# Faegorian Slenderman



## Terrormaster (Sep 27, 2007)

The Faegorian Slenderman was a last minute addition to this year's haunt. My daughter has been ranting and raving about the internet's favorite (and entirely internet fabricated) urban legend, Slenderman. So I decided to give it a shot and do a bit of a Faegorian twist on him.

He was rushed and I'm not completely satisfied with the outcome. But those who saw him under the flickering green shadowy light were still quite frightened. I'll probably revisit this prop during the early parts of 2014 and add a bit more depth and texture - especially to the ribs. I took advantage of the black backdrop during the tear-down today and snapped some daylight pictures to share here in the showroom. Enjoy.

From the Wikipedia entry:



> The Slender Man (also known as Slender Man or Slenderman) is a fictional character that originated as an Internet meme created by Something Awful forums user Victor Surge in 2009. It is depicted as resembling a thin, unnaturally tall man with a blank and usually featureless face, and wearing a black suit. The Slender Man is commonly said to stalk, abduct, or traumatize people, particularly children. The Slender Man is not tied to any particular story, but appears in many disparate works of fiction, mostly composed online.
> 
> The Slender Man is described as very tall and thin with unnaturally long arms, which it can extend to intimidate or capture prey. It has a white, featureless head and appears to be wearing a dark suit. The Slender Man is associated with the forest and has the ability to teleport.


----------



## The-Hog-Flu (Oct 21, 2013)

I am not familiar with this "slender-man" that you speak of, but that's still a cool looking prop. Pretty creepy looking. Well done.


----------



## hpropman (Jul 27, 2008)

I like him too Although I am also not familiar with the character. I will have to look him up.


----------



## BioHazardCustoms (Aug 5, 2009)

Very nice Slender Man. He is creepy without looking forced.


----------



## Copchick (Apr 10, 2012)

Oooo, I like him! I like the angle of his head and the branches and sticks coming out from the bottom of his ribcage. Did you fill the ribcage void with Great Stuff?


----------



## Spooky1 (Aug 25, 2008)

He has a great creepy vibe to him.


----------



## Hairazor (Mar 13, 2012)

Mighty nice for rushed!


----------



## [email protected] (Aug 25, 2012)

I love the whole Slenderman concept and mythology. This is a nice interpretation of him.


----------



## RoxyBlue (Oct 6, 2008)

He looks fabulous even if you don't know the story.


----------



## Terrormaster (Sep 27, 2007)

Thanks everyone. As rushed as this was this was a rather fun piece to build. It's a shame a lot of the details were lost in the green lightning when he was on display. Looking forward to improving him next year.

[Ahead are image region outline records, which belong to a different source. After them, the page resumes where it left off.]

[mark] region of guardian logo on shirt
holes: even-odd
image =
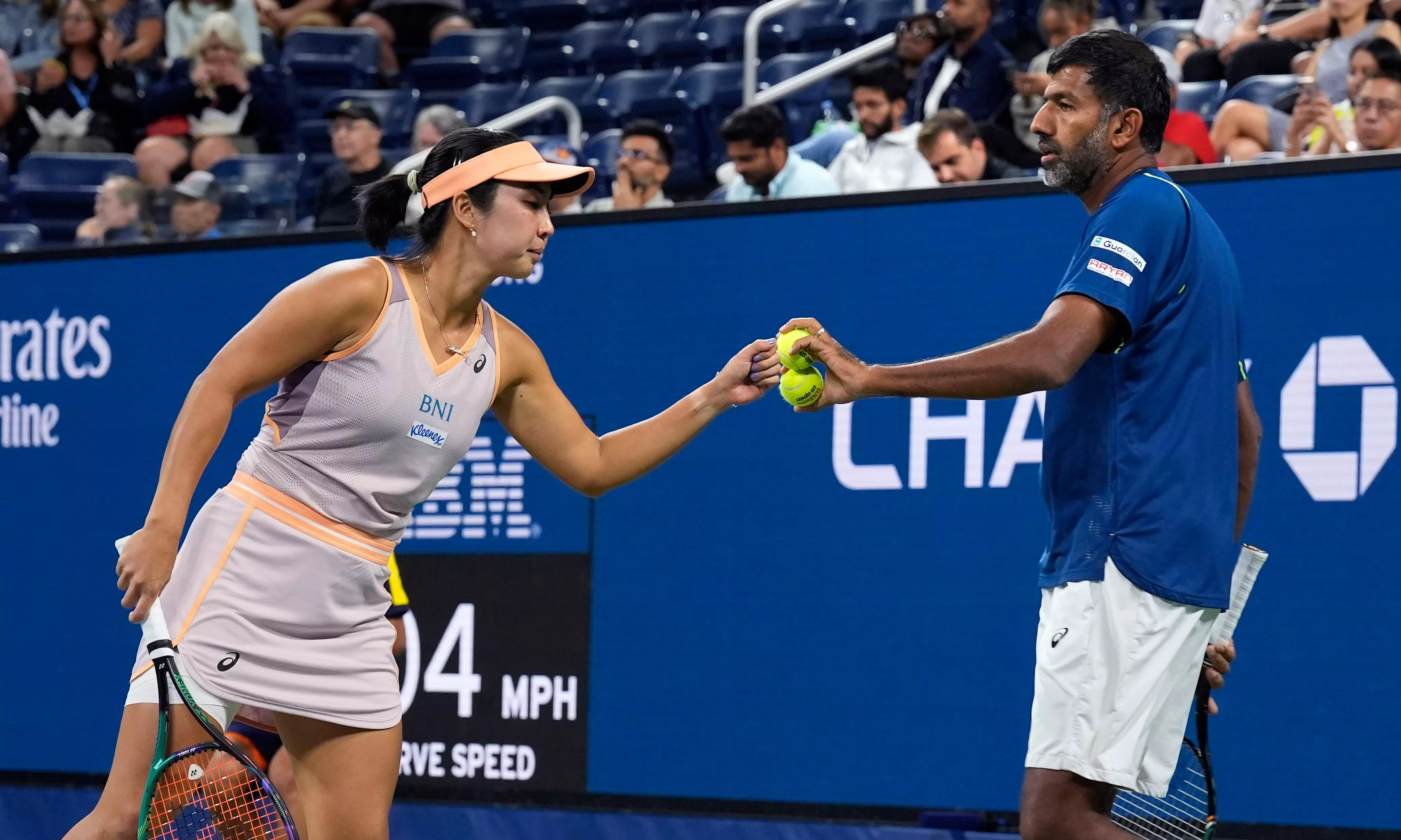
[[[441,449],[443,444],[447,442],[447,433],[441,428],[433,428],[427,423],[415,423],[413,427],[409,428],[409,437],[420,444],[427,444],[434,449]]]
[[[1110,280],[1122,283],[1124,286],[1129,286],[1133,283],[1133,274],[1129,274],[1124,269],[1117,269],[1110,263],[1100,262],[1097,259],[1091,259],[1084,267],[1090,269],[1091,272],[1096,272],[1097,274],[1104,274]]]
[[[1118,239],[1111,239],[1108,237],[1096,237],[1090,239],[1090,248],[1103,248],[1105,251],[1118,253],[1124,259],[1133,263],[1133,267],[1140,272],[1147,266],[1147,262],[1145,262],[1143,258],[1138,255],[1138,251],[1133,251],[1132,248],[1129,248],[1124,242],[1119,242]]]

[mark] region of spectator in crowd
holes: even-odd
[[[902,127],[909,83],[894,62],[857,67],[850,76],[852,108],[860,136],[842,146],[827,168],[843,193],[939,186],[915,139],[919,126]]]
[[[165,56],[191,55],[191,42],[199,38],[205,20],[216,11],[234,15],[248,52],[254,53],[256,64],[262,64],[262,32],[258,31],[254,0],[175,0],[165,8]]]
[[[209,169],[237,154],[273,153],[297,125],[282,76],[259,63],[234,17],[205,18],[186,55],[146,95],[151,125],[136,147],[143,182],[164,186],[185,167]]]
[[[1334,105],[1321,92],[1300,92],[1285,133],[1285,157],[1356,151],[1352,102],[1358,98],[1362,83],[1384,66],[1401,66],[1401,50],[1386,38],[1373,38],[1352,48],[1352,56],[1348,57],[1346,99]]]
[[[389,174],[380,154],[380,115],[364,102],[346,99],[325,113],[331,120],[331,151],[336,162],[321,176],[317,195],[317,227],[349,227],[359,210],[354,193]]]
[[[408,175],[409,169],[422,169],[423,161],[448,132],[465,129],[467,119],[451,105],[429,105],[413,119],[413,154],[394,164],[389,172]]]
[[[750,105],[720,123],[724,151],[738,178],[724,190],[726,202],[831,196],[841,190],[827,169],[787,146],[783,113],[773,105]]]
[[[399,71],[395,49],[427,52],[448,32],[472,28],[464,0],[370,0],[370,10],[352,21],[380,35],[380,70]]]
[[[950,39],[919,67],[909,91],[909,120],[923,122],[940,108],[960,108],[976,120],[993,119],[1012,98],[1007,67],[1016,60],[992,34],[996,0],[946,0]]]
[[[916,11],[895,27],[895,60],[906,81],[915,81],[939,42],[939,15],[932,11]]]
[[[146,188],[140,181],[118,175],[97,190],[92,217],[78,225],[77,245],[120,245],[150,242],[146,221]]]
[[[658,123],[650,119],[628,123],[618,147],[618,174],[614,175],[612,195],[588,202],[584,211],[671,207],[675,202],[661,192],[661,185],[671,175],[671,161],[675,157],[677,144]]]
[[[1401,148],[1401,66],[1387,62],[1362,84],[1353,105],[1360,151]]]
[[[59,7],[62,0],[13,0],[4,3],[4,50],[21,85],[34,84],[34,74],[59,55]]]
[[[34,151],[130,151],[142,111],[136,77],[113,64],[120,45],[102,36],[102,4],[67,0],[62,21],[59,55],[39,66],[29,95]]]
[[[988,151],[978,125],[957,108],[943,108],[919,130],[919,151],[929,161],[939,183],[969,183],[1026,178],[1026,172]]]
[[[209,172],[191,172],[172,189],[171,230],[177,242],[217,239],[224,188]]]
[[[1318,45],[1304,70],[1304,76],[1317,84],[1317,91],[1306,88],[1302,92],[1310,97],[1317,92],[1330,104],[1337,104],[1348,97],[1348,66],[1353,48],[1373,38],[1401,45],[1401,27],[1370,18],[1369,0],[1325,0],[1324,7],[1334,25],[1334,36]],[[1212,143],[1217,154],[1233,161],[1245,161],[1262,151],[1285,151],[1289,119],[1289,113],[1276,108],[1230,99],[1216,113]]]
[[[1012,87],[1016,88],[1017,95],[1012,98],[1009,105],[1017,140],[1028,150],[1035,150],[1041,141],[1031,130],[1031,120],[1047,102],[1047,85],[1051,84],[1047,64],[1051,62],[1051,53],[1070,38],[1089,32],[1094,27],[1097,10],[1096,0],[1042,0],[1041,3],[1041,31],[1045,34],[1047,49],[1031,59],[1026,73],[1017,73],[1012,77]],[[1035,154],[1040,158],[1041,153]]]

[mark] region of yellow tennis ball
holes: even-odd
[[[810,406],[822,396],[822,374],[817,368],[787,370],[779,378],[779,393],[794,406]]]
[[[790,371],[800,371],[803,368],[811,367],[811,364],[815,360],[807,350],[799,350],[797,356],[789,356],[789,353],[793,350],[793,342],[808,335],[811,333],[808,333],[801,326],[797,329],[790,329],[786,333],[779,333],[778,350],[779,350],[779,361],[783,364],[783,367],[786,367]]]

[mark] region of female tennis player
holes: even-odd
[[[139,622],[160,595],[206,713],[276,725],[307,840],[388,837],[399,686],[385,564],[488,409],[555,476],[598,496],[778,382],[772,339],[758,340],[656,417],[602,438],[588,430],[539,349],[482,293],[496,277],[530,274],[555,230],[551,197],[593,178],[506,132],[453,132],[422,172],[360,196],[380,252],[416,220],[408,253],[332,263],[279,293],[195,379],[175,421],[150,514],[118,561],[122,605]],[[178,545],[234,405],[277,381],[233,482]],[[136,833],[156,729],[151,675],[143,651],[106,787],[70,839]],[[199,739],[193,720],[178,724],[175,748]]]

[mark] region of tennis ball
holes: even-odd
[[[796,340],[799,340],[799,339],[801,339],[801,337],[804,337],[807,335],[811,335],[811,333],[808,333],[801,326],[797,328],[797,329],[790,329],[786,333],[779,333],[779,340],[778,340],[779,361],[787,370],[790,370],[790,371],[801,371],[801,370],[804,370],[807,367],[811,367],[813,361],[815,361],[813,358],[813,356],[807,350],[799,350],[797,356],[789,356],[789,351],[793,350],[793,342],[796,342]]]
[[[779,378],[779,393],[794,406],[810,406],[822,396],[822,374],[817,368],[787,370]]]

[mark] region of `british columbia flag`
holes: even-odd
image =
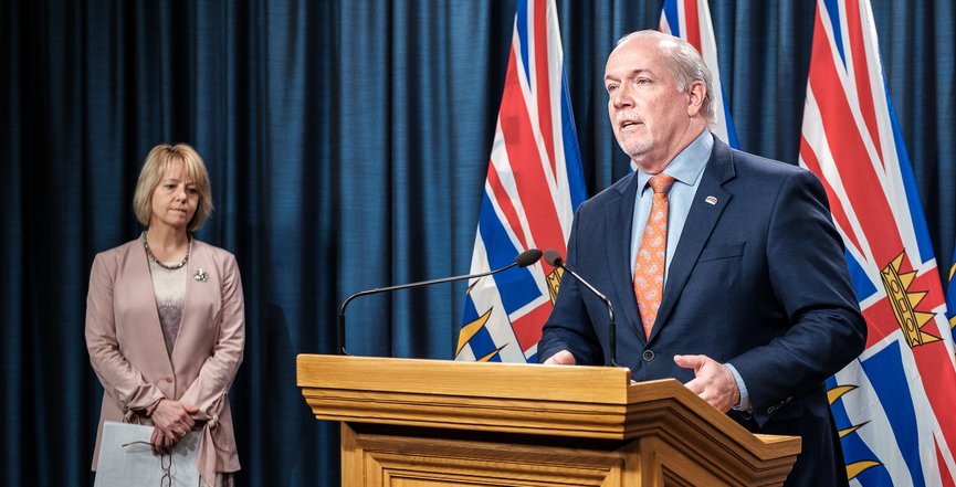
[[[828,380],[851,485],[953,486],[953,332],[869,0],[817,2],[800,142],[869,327]]]
[[[711,9],[707,0],[664,0],[661,11],[659,30],[665,34],[681,38],[697,49],[704,57],[704,64],[711,70],[711,83],[714,86],[714,97],[717,104],[717,126],[712,128],[721,140],[735,149],[740,148],[734,120],[731,118],[731,107],[724,94],[721,82],[721,70],[717,65],[717,40],[714,38],[714,25],[711,21]],[[631,162],[631,169],[634,163]]]
[[[587,198],[554,0],[521,0],[471,273],[565,242]],[[458,360],[535,362],[560,274],[545,263],[469,283]]]

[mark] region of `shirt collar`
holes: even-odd
[[[707,167],[707,161],[711,159],[711,151],[713,149],[714,137],[711,135],[711,130],[704,130],[696,139],[694,139],[694,141],[671,160],[664,169],[664,173],[684,184],[694,186],[697,182],[697,178],[700,178],[701,173],[704,172],[704,168]],[[651,174],[639,170],[639,192],[644,191],[650,179]]]

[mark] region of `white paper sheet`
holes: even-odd
[[[96,466],[94,487],[157,487],[166,475],[161,462],[169,465],[169,456],[154,455],[149,445],[153,426],[126,424],[107,421],[103,425],[103,440],[99,444],[99,462]],[[199,454],[199,432],[189,432],[172,449],[172,465],[169,468],[172,487],[199,486],[199,469],[196,458]],[[162,480],[161,485],[167,485]]]

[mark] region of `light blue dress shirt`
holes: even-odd
[[[694,201],[694,194],[696,194],[697,187],[701,184],[701,174],[704,173],[704,168],[707,167],[713,148],[714,138],[711,136],[710,130],[704,130],[664,169],[664,174],[674,178],[674,183],[671,184],[671,189],[668,191],[668,252],[664,263],[664,286],[668,285],[668,271],[671,268],[671,260],[674,257],[677,242],[681,241],[681,233],[684,231],[687,213],[691,212],[691,203]],[[631,225],[631,274],[633,274],[638,262],[638,251],[641,248],[644,225],[648,223],[648,215],[651,214],[654,197],[654,190],[648,184],[653,174],[639,170],[637,176],[639,190],[634,201],[634,215]],[[734,374],[734,380],[737,382],[737,388],[740,390],[740,402],[734,409],[738,411],[749,410],[750,400],[744,380],[734,366],[729,363],[725,363],[725,366],[731,369],[731,373]]]

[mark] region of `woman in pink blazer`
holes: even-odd
[[[245,305],[235,257],[192,239],[212,211],[209,174],[187,145],[155,147],[133,205],[147,231],[96,255],[86,347],[103,383],[103,422],[154,425],[155,453],[200,431],[204,484],[239,470],[229,388],[242,362]]]

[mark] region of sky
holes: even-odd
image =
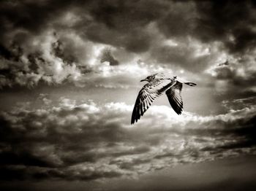
[[[1,1],[0,188],[253,190],[255,45],[254,1]]]

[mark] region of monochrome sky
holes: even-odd
[[[104,184],[255,155],[255,45],[254,1],[1,1],[1,180]],[[181,115],[162,96],[130,125],[157,72],[197,86]]]

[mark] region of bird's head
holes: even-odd
[[[155,74],[147,77],[146,78],[141,79],[140,82],[147,81],[150,82],[155,78]]]

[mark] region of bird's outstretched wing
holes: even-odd
[[[182,83],[177,81],[173,87],[165,92],[170,106],[178,114],[181,114],[183,109],[183,101],[181,96],[181,89]]]
[[[131,124],[137,122],[149,108],[154,100],[175,83],[174,80],[157,79],[145,85],[138,95],[132,111]]]

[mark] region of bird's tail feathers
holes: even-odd
[[[185,85],[190,85],[190,86],[195,86],[197,84],[193,82],[184,82]]]

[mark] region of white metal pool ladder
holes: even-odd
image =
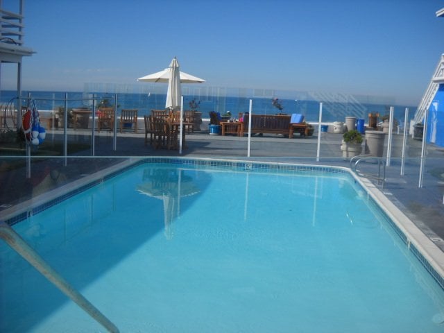
[[[112,333],[119,333],[119,329],[97,309],[82,294],[73,288],[61,275],[54,271],[33,249],[19,234],[3,221],[0,221],[0,238],[23,257],[35,269],[62,291],[65,295],[80,307],[95,321],[100,323]]]
[[[362,161],[376,161],[377,162],[377,173],[364,173],[358,170],[358,164]],[[377,184],[382,185],[382,189],[386,182],[386,157],[376,157],[370,155],[359,155],[350,159],[350,169],[360,177],[375,179]],[[382,170],[381,170],[382,169]]]

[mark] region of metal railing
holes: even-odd
[[[377,173],[364,172],[357,169],[358,164],[363,161],[376,161],[377,163]],[[359,177],[364,177],[368,179],[374,179],[377,182],[377,185],[382,185],[382,189],[386,181],[386,157],[376,157],[369,155],[359,155],[350,159],[350,169]]]

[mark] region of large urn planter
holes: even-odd
[[[382,157],[384,154],[384,142],[386,135],[379,130],[368,130],[366,133],[367,149],[368,154],[377,157]]]
[[[350,158],[361,155],[362,152],[362,135],[357,130],[348,130],[343,135],[341,151],[342,157]]]
[[[346,117],[345,126],[347,126],[347,130],[356,130],[356,117]]]
[[[361,152],[362,151],[362,145],[361,144],[345,142],[342,140],[341,150],[342,151],[343,157],[350,158],[354,156],[361,155]]]

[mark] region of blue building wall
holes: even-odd
[[[439,85],[429,108],[427,142],[444,146],[444,84]]]

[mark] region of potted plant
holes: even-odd
[[[280,103],[280,101],[279,101],[279,99],[278,99],[277,97],[275,97],[271,100],[271,105],[275,108],[276,108],[278,110],[279,110],[279,111],[282,111],[282,110],[284,110],[284,107],[282,106],[282,104]]]
[[[221,134],[221,125],[219,125],[219,119],[217,117],[217,113],[214,111],[209,112],[210,114],[210,125],[208,129],[210,130],[210,135],[219,135]]]
[[[384,133],[388,133],[388,128],[390,127],[390,115],[384,114],[381,117],[381,120],[382,121],[382,124],[381,125],[381,127],[382,128],[382,132],[384,132]]]
[[[357,130],[348,130],[342,137],[341,150],[343,157],[352,157],[362,151],[362,135]]]
[[[196,101],[192,99],[188,103],[189,108],[193,111],[193,123],[194,126],[194,130],[200,130],[200,124],[202,123],[202,112],[198,111],[200,107],[200,101]]]
[[[223,114],[222,114],[221,117],[222,117],[222,120],[229,121],[232,118],[231,112],[230,111],[227,111]]]

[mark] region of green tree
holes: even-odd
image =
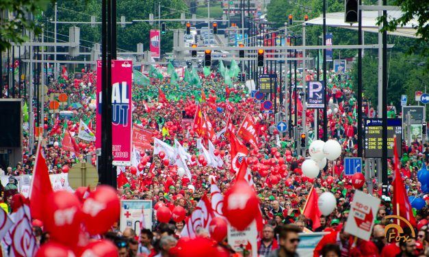
[[[0,10],[9,11],[13,15],[9,17],[2,16],[0,21],[0,52],[10,47],[10,43],[23,43],[28,40],[23,36],[23,29],[34,31],[36,35],[40,33],[42,29],[37,26],[28,14],[36,14],[39,10],[46,9],[49,0],[12,0],[0,1]]]

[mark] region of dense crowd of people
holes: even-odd
[[[315,72],[309,74],[315,76]],[[291,73],[293,79],[293,72]],[[251,170],[253,187],[259,200],[262,214],[263,229],[259,232],[257,253],[259,256],[294,256],[300,238],[298,233],[324,232],[322,238],[314,249],[314,256],[415,256],[429,255],[429,213],[426,204],[429,196],[422,196],[421,184],[417,179],[417,172],[429,161],[429,146],[416,139],[406,145],[402,144],[402,157],[400,159],[400,172],[409,196],[424,198],[424,206],[414,208],[414,215],[417,226],[414,228],[416,237],[405,241],[389,241],[385,237],[385,228],[391,223],[385,217],[392,213],[392,196],[382,196],[381,184],[376,178],[372,179],[372,186],[364,185],[361,190],[381,200],[380,207],[372,230],[369,241],[359,239],[344,231],[345,223],[350,211],[350,203],[355,191],[350,176],[345,176],[344,158],[357,157],[357,133],[362,132],[357,127],[356,95],[351,85],[351,78],[347,73],[328,72],[327,101],[328,124],[322,122],[323,113],[317,116],[318,127],[314,127],[315,113],[313,110],[302,108],[300,100],[289,98],[289,104],[297,108],[298,124],[309,132],[309,141],[323,138],[324,126],[328,127],[328,138],[338,141],[342,148],[340,157],[335,161],[328,161],[326,167],[322,170],[320,176],[311,179],[302,175],[300,166],[306,156],[297,151],[296,143],[287,133],[279,135],[274,117],[261,113],[259,103],[250,96],[250,90],[244,82],[235,81],[233,86],[226,85],[224,78],[217,70],[210,76],[198,73],[200,83],[190,85],[186,81],[179,81],[177,85],[170,84],[168,78],[159,81],[152,79],[151,85],[133,87],[133,122],[151,131],[153,136],[170,146],[177,139],[191,156],[198,158],[200,154],[197,144],[198,135],[192,127],[195,107],[199,104],[205,117],[209,120],[216,133],[212,141],[219,156],[223,160],[220,167],[201,165],[195,160],[188,161],[192,174],[190,179],[177,174],[177,167],[166,164],[159,154],[153,154],[153,148],[140,151],[142,159],[146,160],[143,169],[135,172],[131,166],[121,168],[118,173],[125,175],[126,182],[118,182],[118,196],[125,200],[151,200],[153,206],[161,202],[166,206],[180,206],[186,211],[187,216],[191,215],[198,201],[205,194],[209,195],[211,183],[216,182],[222,194],[230,188],[236,178],[232,171],[230,156],[230,141],[222,133],[222,129],[229,124],[229,119],[237,131],[246,115],[253,118],[258,136],[257,147],[246,144],[250,149],[248,161]],[[65,93],[68,96],[68,107],[73,116],[61,121],[58,125],[57,114],[50,114],[47,128],[48,137],[55,139],[51,144],[44,147],[47,164],[50,174],[64,172],[64,166],[92,160],[95,164],[95,146],[94,141],[83,141],[77,137],[79,120],[89,121],[95,124],[95,110],[90,106],[95,98],[96,74],[92,71],[83,72],[81,79],[66,80],[61,78],[51,80],[49,94]],[[298,72],[298,83],[302,77]],[[168,101],[159,100],[159,90],[166,95]],[[270,97],[269,97],[270,98]],[[277,100],[277,106],[284,106],[283,99]],[[80,105],[71,107],[71,103]],[[49,103],[43,107],[48,113]],[[364,116],[375,117],[373,107],[364,100]],[[285,111],[282,109],[282,111]],[[306,111],[306,124],[302,124],[301,112]],[[390,115],[400,117],[395,113],[393,106],[389,107]],[[57,124],[55,124],[57,123]],[[92,126],[95,131],[94,125]],[[61,140],[64,130],[68,129],[79,146],[75,152],[62,149]],[[24,144],[28,149],[27,133],[24,137]],[[316,138],[317,137],[317,138]],[[274,150],[275,149],[275,150]],[[279,156],[275,154],[278,153]],[[88,158],[89,156],[89,158]],[[23,174],[31,174],[35,156],[32,152],[23,152],[22,162],[8,167],[0,166],[0,175],[10,176],[8,183],[0,183],[0,206],[7,212],[12,213],[12,195],[18,193],[15,178]],[[252,163],[252,159],[256,159]],[[146,164],[147,163],[147,165]],[[260,163],[260,165],[257,165]],[[394,166],[389,162],[387,172],[391,182]],[[122,173],[123,172],[123,173]],[[272,175],[268,176],[268,174]],[[214,182],[211,179],[215,178]],[[192,187],[190,187],[192,186]],[[313,221],[302,215],[310,190],[314,188],[318,195],[325,191],[334,193],[337,201],[335,211],[328,216],[320,217],[320,226],[313,229]],[[372,191],[369,190],[372,189]],[[413,205],[413,204],[412,204]],[[154,216],[155,217],[155,216]],[[152,228],[143,228],[141,231],[134,231],[127,228],[120,231],[118,226],[103,235],[114,242],[120,256],[174,256],[177,244],[180,245],[181,232],[185,221],[180,222],[159,223],[153,219]],[[34,232],[40,245],[49,240],[49,232],[44,231],[43,224],[35,221]],[[138,233],[136,233],[138,232]],[[411,231],[404,230],[404,234],[411,234]],[[197,231],[202,237],[209,237],[209,231],[203,229]],[[136,234],[140,234],[138,236]],[[179,243],[178,243],[178,241]],[[220,242],[220,247],[231,256],[243,253],[235,252],[227,242]],[[244,253],[244,255],[246,254]]]

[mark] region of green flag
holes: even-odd
[[[27,102],[24,102],[23,112],[24,113],[24,122],[27,122],[28,121],[28,107],[27,106]]]
[[[162,74],[161,74],[161,72],[159,72],[159,71],[152,65],[151,66],[151,70],[149,71],[149,77],[151,78],[156,78],[159,80],[162,80],[162,79],[164,79]]]
[[[204,77],[206,78],[210,75],[211,71],[210,68],[207,66],[204,66]]]
[[[224,62],[220,60],[219,62],[219,71],[220,72],[220,75],[224,78],[225,77],[225,66],[224,66]]]
[[[151,79],[136,70],[133,70],[133,79],[138,85],[148,85],[151,84]]]

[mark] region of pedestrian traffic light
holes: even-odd
[[[307,135],[305,133],[301,133],[301,147],[307,146]]]
[[[344,14],[344,22],[346,23],[356,23],[358,19],[358,11],[359,8],[359,0],[346,0]]]
[[[211,66],[211,50],[207,49],[204,53],[205,53],[204,66]]]
[[[191,46],[192,48],[196,48],[196,44],[192,44]],[[196,57],[196,50],[191,51],[191,57]]]
[[[258,67],[263,67],[263,50],[258,50]]]
[[[239,47],[244,47],[244,44],[239,44]],[[244,58],[244,50],[239,50],[238,51],[238,57],[240,58]]]

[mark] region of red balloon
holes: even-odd
[[[139,172],[141,172],[143,170],[143,169],[144,169],[144,165],[142,163],[139,163],[137,165],[137,169],[138,170]]]
[[[225,237],[226,237],[228,232],[226,221],[219,217],[211,219],[211,221],[209,224],[209,232],[210,232],[210,236],[213,240],[218,243],[223,241]]]
[[[67,191],[50,193],[42,208],[44,229],[53,241],[74,247],[77,243],[81,221],[81,203]]]
[[[64,165],[61,168],[63,173],[68,173],[68,165]]]
[[[73,251],[68,247],[56,242],[48,242],[40,246],[36,257],[74,257]]]
[[[352,184],[355,189],[359,189],[363,187],[365,184],[365,176],[361,172],[356,172],[352,176]]]
[[[171,211],[168,207],[161,206],[157,210],[157,219],[161,223],[168,223],[171,219]]]
[[[292,161],[292,156],[291,155],[286,155],[286,161],[287,161],[288,163],[290,163],[291,161]]]
[[[259,210],[255,190],[244,180],[239,180],[225,193],[222,211],[231,225],[244,230],[255,219]]]
[[[273,147],[272,148],[271,148],[271,154],[274,154],[276,152],[277,152],[277,148],[275,147]]]
[[[164,165],[168,166],[170,165],[170,160],[168,159],[164,159]]]
[[[326,182],[328,185],[331,185],[332,183],[334,182],[334,177],[333,177],[332,176],[328,176],[328,177],[326,178]]]
[[[174,222],[180,222],[186,217],[186,210],[182,206],[176,206],[172,211],[172,217]]]
[[[92,257],[118,257],[118,248],[111,241],[101,239],[88,243],[81,256]]]
[[[166,204],[164,204],[164,202],[158,202],[156,204],[155,204],[153,208],[155,209],[155,211],[157,211],[158,208],[164,207],[165,206],[166,206]]]
[[[82,207],[83,224],[91,235],[103,234],[119,219],[120,202],[116,191],[101,185],[90,193]]]
[[[131,172],[131,174],[133,175],[135,175],[137,174],[137,168],[134,166],[131,166],[131,167],[129,168],[130,172]]]

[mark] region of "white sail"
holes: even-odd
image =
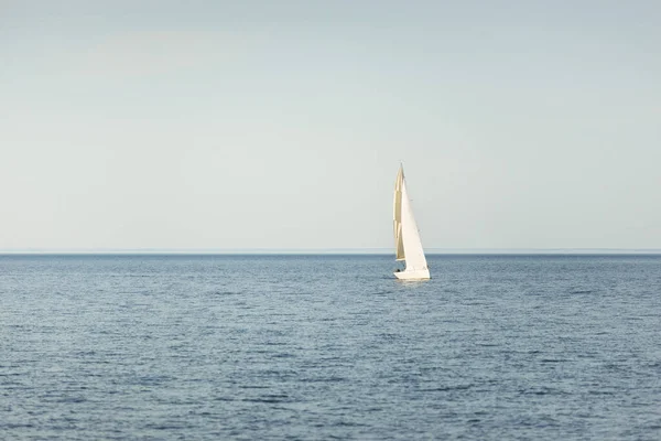
[[[404,271],[398,271],[394,276],[398,279],[429,279],[430,270],[422,249],[418,224],[413,217],[404,171],[401,166],[394,184],[393,226],[395,259],[404,260],[407,265]]]

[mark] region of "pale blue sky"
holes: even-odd
[[[0,249],[661,248],[659,1],[0,1]]]

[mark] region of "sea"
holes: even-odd
[[[661,256],[429,262],[0,256],[0,439],[661,439]]]

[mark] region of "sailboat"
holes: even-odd
[[[429,279],[430,269],[407,192],[404,168],[401,164],[394,182],[393,212],[395,259],[405,262],[405,269],[395,271],[394,276],[402,280]]]

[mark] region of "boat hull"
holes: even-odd
[[[430,270],[425,269],[422,271],[395,271],[394,277],[400,280],[426,280],[431,279]]]

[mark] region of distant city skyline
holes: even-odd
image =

@Copchick: Yup, that's Great Stuff foam in the guts. I flipped him upside down and loaded the chest cavity up. Once the foam started to set I added the sticks and branches. In retrospect I should have done the foam AFTER the mache as it pushed out the inner lining behind and between the ribs causing a loss of depth and detail I had added before hand.


----------



## nimblemonkey (Aug 21, 2011)

I like the long, tentacle like fingers on his left hand- enough to creep me out (and not get too close) And I really like the face- whatever the legend of Slenderman, I think you nailed it.


----------



## beelce (Jul 21, 2007)

That's cool....


----------



## CreeepyCathy (Mar 28, 2009)

love the face on him.


----------



## scareme (Aug 29, 2006)

He looks fantastic. Now I know what the well dressed ghoul will be wearing this year.


----------



## deadSusan (Jun 26, 2013)

This would be a good costume.


----------